Tierangriff
Frau mitten in Hamburg von Wolf gebissen - was bekannt ist
Veröffentlicht:
von dpa:newstime
Wolfsangriff in Hamburgs Innenstadt
Videoclip • 01:36 Min • Ab 12
Nach mehreren Wolfsichtungen kommt es zu einem Zwischenfall mitten in der Hansestadt - noch sind viele Fragen offen.

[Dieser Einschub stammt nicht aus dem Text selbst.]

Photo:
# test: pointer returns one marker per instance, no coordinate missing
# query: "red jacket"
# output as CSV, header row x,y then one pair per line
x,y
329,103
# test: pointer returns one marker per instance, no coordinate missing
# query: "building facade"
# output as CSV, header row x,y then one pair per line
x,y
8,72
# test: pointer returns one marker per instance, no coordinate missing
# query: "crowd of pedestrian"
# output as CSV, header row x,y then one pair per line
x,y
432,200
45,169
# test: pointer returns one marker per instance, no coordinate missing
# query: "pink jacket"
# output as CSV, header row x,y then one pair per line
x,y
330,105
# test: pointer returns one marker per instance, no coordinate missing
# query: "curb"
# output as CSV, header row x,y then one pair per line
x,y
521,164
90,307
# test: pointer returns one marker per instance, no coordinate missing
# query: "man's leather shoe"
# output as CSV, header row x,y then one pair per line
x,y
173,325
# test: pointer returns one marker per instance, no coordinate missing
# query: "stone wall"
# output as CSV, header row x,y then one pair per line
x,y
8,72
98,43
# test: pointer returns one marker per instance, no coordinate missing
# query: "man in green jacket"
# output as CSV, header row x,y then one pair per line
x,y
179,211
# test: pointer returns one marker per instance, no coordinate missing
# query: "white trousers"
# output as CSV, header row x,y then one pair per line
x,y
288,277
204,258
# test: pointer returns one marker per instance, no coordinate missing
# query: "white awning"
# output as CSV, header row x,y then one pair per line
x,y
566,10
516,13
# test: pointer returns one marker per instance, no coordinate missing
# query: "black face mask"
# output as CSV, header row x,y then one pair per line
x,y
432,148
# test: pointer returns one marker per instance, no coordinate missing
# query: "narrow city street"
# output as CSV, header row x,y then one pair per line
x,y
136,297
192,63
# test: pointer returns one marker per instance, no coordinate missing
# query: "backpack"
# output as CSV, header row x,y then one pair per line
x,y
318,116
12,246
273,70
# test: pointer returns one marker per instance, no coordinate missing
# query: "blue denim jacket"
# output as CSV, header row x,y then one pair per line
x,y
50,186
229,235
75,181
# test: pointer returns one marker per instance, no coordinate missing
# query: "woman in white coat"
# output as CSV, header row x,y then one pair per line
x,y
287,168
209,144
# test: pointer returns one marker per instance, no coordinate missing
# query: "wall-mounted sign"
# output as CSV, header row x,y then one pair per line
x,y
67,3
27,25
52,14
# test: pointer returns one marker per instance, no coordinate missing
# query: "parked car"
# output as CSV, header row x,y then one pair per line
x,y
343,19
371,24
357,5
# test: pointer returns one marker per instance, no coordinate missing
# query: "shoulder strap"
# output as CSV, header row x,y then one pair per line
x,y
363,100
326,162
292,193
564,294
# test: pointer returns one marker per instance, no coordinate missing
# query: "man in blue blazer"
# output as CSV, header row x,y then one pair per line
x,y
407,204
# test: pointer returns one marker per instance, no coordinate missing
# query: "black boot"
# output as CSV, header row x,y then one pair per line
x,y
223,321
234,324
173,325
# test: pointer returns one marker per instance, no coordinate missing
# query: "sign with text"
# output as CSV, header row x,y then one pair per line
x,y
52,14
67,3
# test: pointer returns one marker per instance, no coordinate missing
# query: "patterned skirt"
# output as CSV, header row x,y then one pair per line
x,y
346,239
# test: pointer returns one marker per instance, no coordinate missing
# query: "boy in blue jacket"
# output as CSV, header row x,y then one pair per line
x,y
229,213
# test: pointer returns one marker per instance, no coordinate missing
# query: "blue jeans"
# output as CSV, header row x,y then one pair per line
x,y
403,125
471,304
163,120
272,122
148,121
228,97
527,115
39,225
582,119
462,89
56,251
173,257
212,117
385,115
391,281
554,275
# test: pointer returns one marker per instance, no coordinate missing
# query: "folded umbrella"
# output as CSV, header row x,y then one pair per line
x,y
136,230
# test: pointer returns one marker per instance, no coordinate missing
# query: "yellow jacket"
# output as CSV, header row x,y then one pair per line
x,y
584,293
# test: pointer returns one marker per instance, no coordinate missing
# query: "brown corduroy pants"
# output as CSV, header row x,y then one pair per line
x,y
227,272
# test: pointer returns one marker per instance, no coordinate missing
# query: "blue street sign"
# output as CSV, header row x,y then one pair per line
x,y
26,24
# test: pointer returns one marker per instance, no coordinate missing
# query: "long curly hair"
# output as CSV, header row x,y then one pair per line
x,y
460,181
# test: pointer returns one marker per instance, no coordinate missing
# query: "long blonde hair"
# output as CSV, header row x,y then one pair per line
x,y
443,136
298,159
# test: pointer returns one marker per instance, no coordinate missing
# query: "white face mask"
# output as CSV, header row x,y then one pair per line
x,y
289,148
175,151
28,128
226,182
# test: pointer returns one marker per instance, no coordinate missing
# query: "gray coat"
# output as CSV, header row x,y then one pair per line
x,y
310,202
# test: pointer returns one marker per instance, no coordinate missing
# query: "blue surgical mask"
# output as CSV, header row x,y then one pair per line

Ein Wolf hat in Hamburg eine Frau gebissen und verletzt. Was bisher zu dem Zwischenfall bekannt ist - und was nicht.
Was wir wissen:
Ort: Der Vorfall, bei dem die Frau verletzt wurde, ereignete sich im Hamburger Bezirk Altona.
Bergung: Polizisten zogen den Wolf am späten Montagabend dann mit einer Schlinge am Anleger an der Binnenalster aus dem Wasser. Anschließend wurde das Tier abtransportiert und übergeben. Nun kümmert sich die Umweltbehörde um das Tier.
Wolfsichtungen: Laut früheren Angaben der Umweltbehörde hatten mehrere Menschen seit Samstag einen Wolf gesichtet. Zunächst sei dieser in Parks entlang des Falkensteiner Ufers in Blankenese beobachtet worden, später auch weiter östlich in Nienstedten und Othmarschen. Ein Wolfsexperte habe später anhand eines Videos und eines Fotos aus der Bevölkerung bestätigt, dass es sich zweifelsfrei um einen Wolf handele.
Was wir nicht wissen:
Verletzung: Die Polizei sagte zunächst nicht, wo der Wolf die Frau gebissen hat und wie schwer sie verletzt wurde. Unklar ist auch, ob sie in ein Krankenhaus gebracht wurde.
Angriff: Warum Wolf und Frau sich so nah waren und das Tier dann zubiss, ist unklar. Wölfe gelten als scheu und weichen Menschen in der Regel aus. Auch was danach passierte - und warum das Tier später im Wasser gefunden wurde - ist nicht bekannt.
Wolf: Zum Gesundheitszustand des Wolfs gab es zunächst keine Informationen. Warum das Tier sich in der Stadt aufhielt, ist ebenso unklar. Noch nicht sicher ist zudem, ob der Wolf dasselbe Tier ist, das seit Samstag von mehreren Menschen in Hamburg gesichtet wurde. Ein Sprecher der Leitstelle sagte aber, man halte es für wahrscheinlich, da nicht von mehreren dieser Tiere im Stadtgebiet ausgegangen werde.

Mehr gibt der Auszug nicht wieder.